Careers at SquidHub

SquidHub is multiplayer mode for humans and AI — shared rooms where a team and the AI agents they build (we call them squids) work together in the open. We are a small team building it carefully, and this page is the honest version of who we are looking for and how we work.

We will say the unglamorous part first: we do not have formal openings right now. We are deliberately small, and we add people slowly. But the most interesting hires never come from a job board, so if this problem is the one you want to spend years on, we want to hear from you anyway. Write to us — more on that below.

Who we are

A small team building in the open. We ship in public, write about the thinking behind each release on the blog, and keep our reasoning out where anyone can read it — including the parts we are still unsure about. We are not a large company pretending to be scrappy, and we are not chasing headcount as a metric. The product is the point.

We publish under one brand voice rather than personal profiles. That is a deliberate choice about how the company presents itself, the same privacy thesis we apply to user data, pointed in the other direction. If you join, you are joining a team, not a personality.

What we care about

Three things shape almost every decision we make. They are also the things we look for in the people we talk to.

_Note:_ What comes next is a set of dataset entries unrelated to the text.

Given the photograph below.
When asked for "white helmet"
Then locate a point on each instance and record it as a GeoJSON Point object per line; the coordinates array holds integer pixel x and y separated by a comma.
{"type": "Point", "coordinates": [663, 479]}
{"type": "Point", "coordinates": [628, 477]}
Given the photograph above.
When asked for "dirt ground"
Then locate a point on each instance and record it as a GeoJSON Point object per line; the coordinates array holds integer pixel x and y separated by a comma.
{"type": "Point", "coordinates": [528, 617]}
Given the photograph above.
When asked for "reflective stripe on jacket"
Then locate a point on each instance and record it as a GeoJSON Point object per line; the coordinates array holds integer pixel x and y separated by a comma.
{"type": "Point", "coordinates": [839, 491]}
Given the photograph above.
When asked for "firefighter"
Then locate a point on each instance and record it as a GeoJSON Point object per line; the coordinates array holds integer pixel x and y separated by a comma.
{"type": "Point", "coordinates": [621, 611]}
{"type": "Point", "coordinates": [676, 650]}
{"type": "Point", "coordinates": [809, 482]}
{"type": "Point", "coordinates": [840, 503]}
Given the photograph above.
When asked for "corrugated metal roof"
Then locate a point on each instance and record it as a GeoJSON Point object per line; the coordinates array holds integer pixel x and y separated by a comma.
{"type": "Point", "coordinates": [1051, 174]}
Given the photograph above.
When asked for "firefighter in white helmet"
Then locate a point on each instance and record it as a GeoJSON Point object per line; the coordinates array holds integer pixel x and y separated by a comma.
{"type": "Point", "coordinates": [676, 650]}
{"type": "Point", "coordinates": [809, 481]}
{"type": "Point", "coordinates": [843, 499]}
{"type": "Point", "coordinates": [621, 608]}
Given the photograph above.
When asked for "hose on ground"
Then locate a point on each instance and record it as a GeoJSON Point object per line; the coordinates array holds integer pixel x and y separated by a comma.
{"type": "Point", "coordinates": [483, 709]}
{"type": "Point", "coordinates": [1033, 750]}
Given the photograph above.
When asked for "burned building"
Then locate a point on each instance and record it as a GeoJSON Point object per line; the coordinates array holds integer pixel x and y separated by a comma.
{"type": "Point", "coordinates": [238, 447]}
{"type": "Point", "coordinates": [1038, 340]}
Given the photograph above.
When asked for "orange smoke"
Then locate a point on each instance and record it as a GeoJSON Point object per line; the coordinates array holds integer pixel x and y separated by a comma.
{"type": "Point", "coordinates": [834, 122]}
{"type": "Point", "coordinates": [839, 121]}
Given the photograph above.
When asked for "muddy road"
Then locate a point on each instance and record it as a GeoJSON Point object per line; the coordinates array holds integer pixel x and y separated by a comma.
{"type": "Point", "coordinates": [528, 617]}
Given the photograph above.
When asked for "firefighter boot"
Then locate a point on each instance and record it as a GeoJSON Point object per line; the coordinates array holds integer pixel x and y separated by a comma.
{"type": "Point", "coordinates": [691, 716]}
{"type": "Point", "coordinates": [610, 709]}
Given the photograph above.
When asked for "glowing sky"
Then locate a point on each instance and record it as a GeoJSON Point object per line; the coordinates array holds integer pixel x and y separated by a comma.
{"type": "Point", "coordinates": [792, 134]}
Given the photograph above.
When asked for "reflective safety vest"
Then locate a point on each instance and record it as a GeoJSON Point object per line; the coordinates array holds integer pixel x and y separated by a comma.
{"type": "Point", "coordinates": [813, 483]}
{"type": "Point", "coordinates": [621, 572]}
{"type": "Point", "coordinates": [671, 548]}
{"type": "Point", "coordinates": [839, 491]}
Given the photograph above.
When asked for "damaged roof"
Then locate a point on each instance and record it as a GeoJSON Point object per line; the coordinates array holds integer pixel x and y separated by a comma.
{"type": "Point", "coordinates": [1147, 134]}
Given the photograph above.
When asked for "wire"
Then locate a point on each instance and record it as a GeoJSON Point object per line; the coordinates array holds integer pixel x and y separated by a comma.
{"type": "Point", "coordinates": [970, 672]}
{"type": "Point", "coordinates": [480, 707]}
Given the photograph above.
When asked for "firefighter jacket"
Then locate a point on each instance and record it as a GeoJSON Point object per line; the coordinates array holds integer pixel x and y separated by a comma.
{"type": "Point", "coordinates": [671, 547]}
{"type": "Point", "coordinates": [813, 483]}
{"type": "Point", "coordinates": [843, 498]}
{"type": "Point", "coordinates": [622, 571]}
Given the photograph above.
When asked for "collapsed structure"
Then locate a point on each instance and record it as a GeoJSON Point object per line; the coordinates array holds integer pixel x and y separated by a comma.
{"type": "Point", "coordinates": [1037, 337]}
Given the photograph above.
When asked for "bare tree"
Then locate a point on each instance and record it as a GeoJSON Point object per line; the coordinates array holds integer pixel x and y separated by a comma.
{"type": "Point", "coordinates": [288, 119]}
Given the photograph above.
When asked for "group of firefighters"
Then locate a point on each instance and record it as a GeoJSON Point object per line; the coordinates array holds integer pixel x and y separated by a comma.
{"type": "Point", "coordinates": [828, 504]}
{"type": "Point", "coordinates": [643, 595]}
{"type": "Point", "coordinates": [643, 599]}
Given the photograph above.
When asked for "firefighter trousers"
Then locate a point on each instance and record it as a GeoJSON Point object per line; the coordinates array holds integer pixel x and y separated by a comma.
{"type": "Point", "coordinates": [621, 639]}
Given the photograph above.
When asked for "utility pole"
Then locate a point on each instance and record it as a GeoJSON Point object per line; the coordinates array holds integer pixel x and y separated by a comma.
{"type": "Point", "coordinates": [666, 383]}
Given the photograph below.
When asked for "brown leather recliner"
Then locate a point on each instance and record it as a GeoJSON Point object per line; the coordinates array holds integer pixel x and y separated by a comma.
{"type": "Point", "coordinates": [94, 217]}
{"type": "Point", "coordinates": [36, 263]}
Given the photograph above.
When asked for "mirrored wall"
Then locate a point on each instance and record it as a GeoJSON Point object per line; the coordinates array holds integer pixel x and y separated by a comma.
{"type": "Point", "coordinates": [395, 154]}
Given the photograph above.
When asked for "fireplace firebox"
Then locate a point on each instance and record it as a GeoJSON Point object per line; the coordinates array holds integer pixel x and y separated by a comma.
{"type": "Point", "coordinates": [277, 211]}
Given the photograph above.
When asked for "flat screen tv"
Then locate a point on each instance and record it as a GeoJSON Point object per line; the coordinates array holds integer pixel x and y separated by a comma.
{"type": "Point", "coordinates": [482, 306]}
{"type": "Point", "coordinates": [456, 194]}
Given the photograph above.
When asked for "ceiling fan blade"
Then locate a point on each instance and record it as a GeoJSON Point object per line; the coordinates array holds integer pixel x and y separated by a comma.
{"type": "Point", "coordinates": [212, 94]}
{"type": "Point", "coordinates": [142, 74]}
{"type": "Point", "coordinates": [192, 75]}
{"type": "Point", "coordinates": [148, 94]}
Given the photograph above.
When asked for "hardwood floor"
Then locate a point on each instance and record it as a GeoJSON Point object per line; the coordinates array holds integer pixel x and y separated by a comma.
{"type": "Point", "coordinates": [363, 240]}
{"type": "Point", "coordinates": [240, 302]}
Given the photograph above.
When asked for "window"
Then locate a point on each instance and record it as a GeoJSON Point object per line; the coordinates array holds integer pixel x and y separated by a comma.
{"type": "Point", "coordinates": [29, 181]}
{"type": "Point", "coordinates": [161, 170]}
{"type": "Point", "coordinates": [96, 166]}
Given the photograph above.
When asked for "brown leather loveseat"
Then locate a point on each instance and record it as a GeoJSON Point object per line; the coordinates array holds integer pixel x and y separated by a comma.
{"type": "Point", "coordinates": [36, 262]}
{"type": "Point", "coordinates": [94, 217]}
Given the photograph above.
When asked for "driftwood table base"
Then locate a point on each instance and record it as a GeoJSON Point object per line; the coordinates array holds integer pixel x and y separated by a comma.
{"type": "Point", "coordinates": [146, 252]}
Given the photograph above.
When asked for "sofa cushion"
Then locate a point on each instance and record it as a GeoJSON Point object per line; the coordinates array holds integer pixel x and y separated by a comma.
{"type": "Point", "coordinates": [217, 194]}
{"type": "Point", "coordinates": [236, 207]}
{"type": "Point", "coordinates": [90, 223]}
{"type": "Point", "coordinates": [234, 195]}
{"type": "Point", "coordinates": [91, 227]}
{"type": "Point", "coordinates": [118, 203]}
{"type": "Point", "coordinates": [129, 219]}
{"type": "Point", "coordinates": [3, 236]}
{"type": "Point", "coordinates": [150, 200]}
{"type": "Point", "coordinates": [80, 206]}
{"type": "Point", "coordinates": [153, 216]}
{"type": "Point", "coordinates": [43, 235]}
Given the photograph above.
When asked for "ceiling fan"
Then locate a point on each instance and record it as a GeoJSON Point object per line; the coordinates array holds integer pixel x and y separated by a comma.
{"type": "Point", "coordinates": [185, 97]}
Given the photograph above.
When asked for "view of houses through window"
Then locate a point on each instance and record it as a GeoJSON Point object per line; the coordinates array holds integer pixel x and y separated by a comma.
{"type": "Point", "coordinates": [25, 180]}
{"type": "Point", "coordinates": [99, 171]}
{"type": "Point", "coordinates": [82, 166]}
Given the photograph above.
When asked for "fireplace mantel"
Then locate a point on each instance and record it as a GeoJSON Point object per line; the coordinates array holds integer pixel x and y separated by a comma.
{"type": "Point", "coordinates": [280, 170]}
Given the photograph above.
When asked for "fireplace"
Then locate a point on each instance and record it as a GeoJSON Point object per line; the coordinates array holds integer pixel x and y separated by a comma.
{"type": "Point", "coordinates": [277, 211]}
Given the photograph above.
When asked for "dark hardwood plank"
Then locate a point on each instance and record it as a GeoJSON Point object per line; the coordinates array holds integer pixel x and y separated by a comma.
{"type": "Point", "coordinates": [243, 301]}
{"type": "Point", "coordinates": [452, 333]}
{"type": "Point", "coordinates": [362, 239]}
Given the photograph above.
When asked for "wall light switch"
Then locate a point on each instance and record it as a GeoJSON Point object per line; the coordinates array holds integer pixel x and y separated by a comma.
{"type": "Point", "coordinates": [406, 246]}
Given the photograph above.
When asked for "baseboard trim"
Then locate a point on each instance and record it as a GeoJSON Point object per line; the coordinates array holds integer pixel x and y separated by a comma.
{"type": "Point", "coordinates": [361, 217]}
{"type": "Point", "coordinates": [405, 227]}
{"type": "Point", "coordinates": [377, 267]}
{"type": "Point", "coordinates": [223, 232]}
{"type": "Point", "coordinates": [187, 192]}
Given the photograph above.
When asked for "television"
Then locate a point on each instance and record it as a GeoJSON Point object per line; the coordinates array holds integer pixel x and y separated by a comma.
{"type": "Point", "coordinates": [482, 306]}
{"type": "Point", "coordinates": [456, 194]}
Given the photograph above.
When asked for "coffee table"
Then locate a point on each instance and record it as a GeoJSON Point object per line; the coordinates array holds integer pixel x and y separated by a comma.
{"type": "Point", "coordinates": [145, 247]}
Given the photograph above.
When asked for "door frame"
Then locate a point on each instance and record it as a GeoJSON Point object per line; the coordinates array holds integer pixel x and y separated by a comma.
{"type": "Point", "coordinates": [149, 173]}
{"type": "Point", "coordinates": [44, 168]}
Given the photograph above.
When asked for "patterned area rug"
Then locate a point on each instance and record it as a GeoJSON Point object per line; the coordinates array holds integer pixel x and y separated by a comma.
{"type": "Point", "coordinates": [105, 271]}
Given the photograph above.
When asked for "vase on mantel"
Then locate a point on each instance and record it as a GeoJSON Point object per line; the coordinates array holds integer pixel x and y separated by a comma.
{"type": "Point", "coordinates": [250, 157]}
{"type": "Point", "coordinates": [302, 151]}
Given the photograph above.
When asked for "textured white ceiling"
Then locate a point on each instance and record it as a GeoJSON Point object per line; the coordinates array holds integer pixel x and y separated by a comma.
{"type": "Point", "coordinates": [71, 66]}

Privacy as a default, not a setting

People bring private conversations and their own AI into SquidHub, so we treat their data as something we would rather not be able to read. Content is encrypted at rest, we do not train on it, and account deletion is permanent. We are also honest about the limits — SquidHub is not end-to-end encrypted, because a hosted service that runs the AI for you has to process plaintext to work. We say so plainly. If you care about getting privacy and the honesty around it right, you will fit here. The full model lives in our security and privacy pages.

Craft over churn

We would rather ship one thing that feels considered than five that feel rushed. That shows up in small places: microcopy that reads like a person wrote it, a wizard that uses presets instead of dumping raw configuration on you, interfaces that share one consistent grammar. We sweat the details because the details are the product. We assume you do too.

Multiplayer is the whole thesis

Almost every AI tool is a private tab — one person, one prompt, one model. We think the interesting work happens in rooms, where ideas survive contact with other minds and an AI participant has to earn its turn. If that idea resonates, the longer argument is in our writing on multiplayer AI and the manifesto.

How we work

We keep the operating model simple, because process is a tax and we would rather pay it only where it earns its keep.

What we look for

Less a checklist, more a shape. People who do well here tend to share a few traits: they care about the quality of their work for its own sake; they can reason through ambiguity and make a sound call without waiting for a script; and they take responsibility for a problem rather than for a ticket. Range matters more than a single specialism — a small team means everyone wears a few hats.

Get in touch

There is no application form, because there are no roles to apply to yet. Instead, tell us what you would build. Email hello@squidhub.ai with a few honest sentences: what about this problem pulls at you, what you would change or make, and a link or two to work you are proud of. We read every note, and we keep the thoughtful ones on file for when we are ready to grow.

If your interest is in working with SquidHub rather than at it — a connector, an integration, a deployment for your own customers — the partners page is the better door.

Frequently asked questions

Are you hiring right now

Not for any specific role. We are a small team and we add people slowly. We still want to hear from people who care about this problem, and we keep strong introductions on file for when an opening appears. The best way in is to write to hello@squidhub.ai with what you would build.

Is SquidHub fully remote

Yes. We are distributed and work asynchronously, optimising for focused time over meetings.

What should I send instead of a resume

A short, honest note: what draws you to multiplayer AI, what you would make or change, and a link or two to work you are proud of. A resume is welcome but not the part we read first.

Why aren't there names or team bios on this page

We present the company as a brand rather than as individuals, which is a deliberate extension of the same privacy stance we take with user data. You can read more about how we think about data on our privacy page.

How do you think about craft and quality

We would rather ship one considered thing than several rushed ones. We care about microcopy, consistent interfaces, and the details most products skip. If that sounds like how you work, we will get along.